Alice might complain about being endlessly uprooted by her parents, but continually having to adapt to new conditions had given her a self-sufficiency that could at times be quite intimidating.
It was a kind of glamour, Will had always thought, although Alice had hooted with laughter when he’d suggested it. ‘There’s nothing glamorous about living in a hut in the middle of the Amazon, I can tell you!’ she had said.
‘That’s why I identify with Lily, I think,’ she said now, sipping reflectively at her coffee. ‘She’s a solitary child too.’
‘I know,’ said Will, anxious as always when he thought about his daughter. ‘But I hope she’ll have a chance to settle down now. I should be here for two or three years.’
‘And then?’
‘Who knows?’ he asked, a faint undercurrent of irritation in his voice. He wasn’t her parents, moving his child around the world on a whim. ‘It depends on my job. I’m not like you. I don’t plan my life down to the last minute.’

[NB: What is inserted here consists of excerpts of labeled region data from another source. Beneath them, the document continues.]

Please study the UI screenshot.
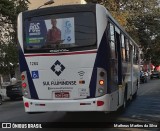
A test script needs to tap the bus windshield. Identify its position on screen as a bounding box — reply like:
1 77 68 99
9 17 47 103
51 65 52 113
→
24 12 96 53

‘I’ve learnt not to do that either, now,’ said Alice, thinking about Tony and the plans they had made together. ‘There are some things you just can’t plan for.’
Will arched a sceptical brow. ‘I can’t imagine you not planning,’ he said. ‘You were always so certain about what you wanted.’
‘Oh, I still know what I want,’ she said, an undercurrent of bitterness in her voice. ‘The only thing that’s changed is that now I’m not sure that I’ll get it.’